筆者はかつて、杉山茂丸を伊藤博文暗殺の黒幕に擬した「暗殺・伊藤博文」(上垣外憲一・文春新書)(★註この「文春新書」は「ちくま新書」の誤り。2000年10月20日刊)と「伊藤博文暗殺事件」(大野芳・新潮社)への批判を試みたことがある。その当否はともかく、両著に対する筆者の批判の中心は、それぞれの著者が杉山茂丸という人物について、いかほどの研究をして著書を上梓したのかという部分にあった。しかし本書は、まさに杉山茂丸について、著者自身の言を借りれば「五年」もの間「全力投球」で調査研究してきたものの精華である。それだけに筆者は、このような著述が生み出されたことが不思議でならないのである。
  ・・・中略・・・

 筆者は、これほどに虚構と誤謬に満ちた著作が出版され、杉山茂丸に関心を持つ若い読者に読まれるのかと思うと、慄然たる想いを禁じ得ない。筆者は幸いにして、本書の正当な価値をいくばくか読み解く知識と資料を持ち合わせていたが、茂丸に関心を持ちながら関係書籍の高騰する古書価に手が出ず、本書の刊行で初めて茂丸の生涯を俯瞰しようとする若者が、多くの誤った知識を植え付けられるのだとしたら、本来文化的営みであるはずの出版という事業が、実に罪作りな営みに変じてしまうのである。誤謬を見抜けないままにこの著作を出版した弦書房は、もと葦書房のスタッフによって興された出版社であると聞いたが、あの良質な図書を数多く生み出した出版社にゆかりの版元から、このような出版物が登場してしまったというのも、悲しい限りである。  (2006.02.05)

 *************

 いまひとつの批評を、

 「谷底ライオン」
 http://tanizoko2.hp.infoseek.co.jp/sugiyama_sigemaru.html より。

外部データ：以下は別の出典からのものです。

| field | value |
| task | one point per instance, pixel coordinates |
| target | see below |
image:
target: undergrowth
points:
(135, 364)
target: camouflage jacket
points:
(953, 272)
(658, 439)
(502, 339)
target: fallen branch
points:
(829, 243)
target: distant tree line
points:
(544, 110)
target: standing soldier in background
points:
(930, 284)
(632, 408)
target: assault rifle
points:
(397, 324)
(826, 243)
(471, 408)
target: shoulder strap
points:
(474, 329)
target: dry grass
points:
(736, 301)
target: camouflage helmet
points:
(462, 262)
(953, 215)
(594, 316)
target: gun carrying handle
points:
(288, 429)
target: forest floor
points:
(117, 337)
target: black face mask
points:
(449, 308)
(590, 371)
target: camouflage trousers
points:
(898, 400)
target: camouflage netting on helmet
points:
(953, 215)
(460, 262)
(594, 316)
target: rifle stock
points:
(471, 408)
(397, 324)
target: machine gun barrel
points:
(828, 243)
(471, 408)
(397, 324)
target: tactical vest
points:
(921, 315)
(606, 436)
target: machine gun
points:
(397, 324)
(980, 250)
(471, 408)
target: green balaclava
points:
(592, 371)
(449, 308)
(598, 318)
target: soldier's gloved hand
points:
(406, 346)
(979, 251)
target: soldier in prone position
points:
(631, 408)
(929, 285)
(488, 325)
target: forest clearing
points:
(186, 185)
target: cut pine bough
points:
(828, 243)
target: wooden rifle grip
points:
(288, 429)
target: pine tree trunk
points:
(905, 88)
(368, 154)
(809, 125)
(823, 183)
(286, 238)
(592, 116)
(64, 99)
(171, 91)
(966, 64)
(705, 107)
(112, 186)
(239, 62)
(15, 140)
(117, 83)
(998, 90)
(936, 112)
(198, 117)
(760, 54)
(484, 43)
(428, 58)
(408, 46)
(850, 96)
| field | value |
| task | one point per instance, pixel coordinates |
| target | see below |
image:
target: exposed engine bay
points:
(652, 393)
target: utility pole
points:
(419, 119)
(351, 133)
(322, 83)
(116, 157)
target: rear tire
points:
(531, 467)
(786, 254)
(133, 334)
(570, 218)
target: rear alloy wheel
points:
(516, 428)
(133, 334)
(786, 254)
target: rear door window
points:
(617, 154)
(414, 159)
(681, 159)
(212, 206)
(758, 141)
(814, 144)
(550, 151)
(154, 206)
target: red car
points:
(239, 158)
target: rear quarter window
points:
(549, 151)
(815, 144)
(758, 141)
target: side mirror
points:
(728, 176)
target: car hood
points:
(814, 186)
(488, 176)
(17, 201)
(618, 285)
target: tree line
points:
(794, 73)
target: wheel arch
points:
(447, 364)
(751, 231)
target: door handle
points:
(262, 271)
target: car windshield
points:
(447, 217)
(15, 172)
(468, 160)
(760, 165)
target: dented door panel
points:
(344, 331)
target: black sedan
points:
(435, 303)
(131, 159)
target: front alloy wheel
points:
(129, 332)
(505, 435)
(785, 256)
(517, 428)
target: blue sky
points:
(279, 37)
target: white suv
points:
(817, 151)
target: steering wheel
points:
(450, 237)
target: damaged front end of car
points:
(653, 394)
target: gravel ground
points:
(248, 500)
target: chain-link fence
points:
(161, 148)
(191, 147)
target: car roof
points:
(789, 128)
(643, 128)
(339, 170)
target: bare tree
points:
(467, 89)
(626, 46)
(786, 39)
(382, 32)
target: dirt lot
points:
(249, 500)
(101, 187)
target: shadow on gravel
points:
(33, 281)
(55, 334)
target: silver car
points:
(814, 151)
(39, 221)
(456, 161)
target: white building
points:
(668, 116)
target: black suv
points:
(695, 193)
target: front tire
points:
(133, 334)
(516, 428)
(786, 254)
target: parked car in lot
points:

 (51)杉山茂丸<アジア連邦の夢> 堀雅昭著 弦書房 

 「暗殺・伊藤博文」の系譜を引く茂丸暗殺黒幕説ものの一つ。伊藤だけでなく、児玉源太郎、原敬の死にも茂丸が関与したとする書。伊藤だけでも大概だが、原、児玉にいたっては、まさに開いた口がふさがらない。ゲリマンダーもここまで来ると怒る気すら無くなる。自分もあまり暇では無いので、ばかばかしくって読み終えるまでが大変辛かった。「暗殺~」は著者が茂丸の事を知らないだけ、まだましといえるが、本著は著者がこれだけ茂丸の事を調べるのに費やした労力の大きさがわかる分だけ、「なぜ、ここまで調べているにも関わらず、この内容なのか・・」と気落ちせずには居られない。“アジア連邦の夢”という副題も取って付けたようで空々しく感じる。あと、あとがき。あんなことを書く著者も著者だが、そのまま載せる編集者にいたっては職業的倫理観を疑問視せざるを得ない。そら~、怒るよ、普通。まぁ、お陰でこの本に杉山家は全く納得していない事が明記されたと見る事も出来るが。正直、現時点で一番手に入りやすい茂丸本がこの著だという事は大変不幸なことと思う。

 ****************  
 

 いずれも「為にする批評」でないのは明らかで、是非ご一読をお薦めします。

 ただし、論旨は「瓜二つ」です。

 ★左下のリンク先の「其日庵資料館」・「谷底ライオン」をクリックしてどうぞ。
 


 <補記>

  「谷底のライオン」(ブログ)の書評によれば、次のようにあるので、「補記」としておきます。
  *******
 
 (59)『其日庵の世界(其日庵叢書合本)』 杉山茂丸著 書肆心水 

  なんとまぁ、其日庵叢書まで出しちゃうとは、すげえよね。ここまでくると知る人ぞ知るという著作ではあるが、茂丸の思想を知る上では大変重要。“其日庵叢書の第二編 青年訓“に至ってはあっしも読んだこと無かった位です。皆が待望していた杉山茂丸の全貌に迫る長文解説「法螺丸の虚実」は、我等が“夢野久作をめぐる人々“の坂上さんによる力作。茂丸に興味のある人なら、解説だけでも買いです。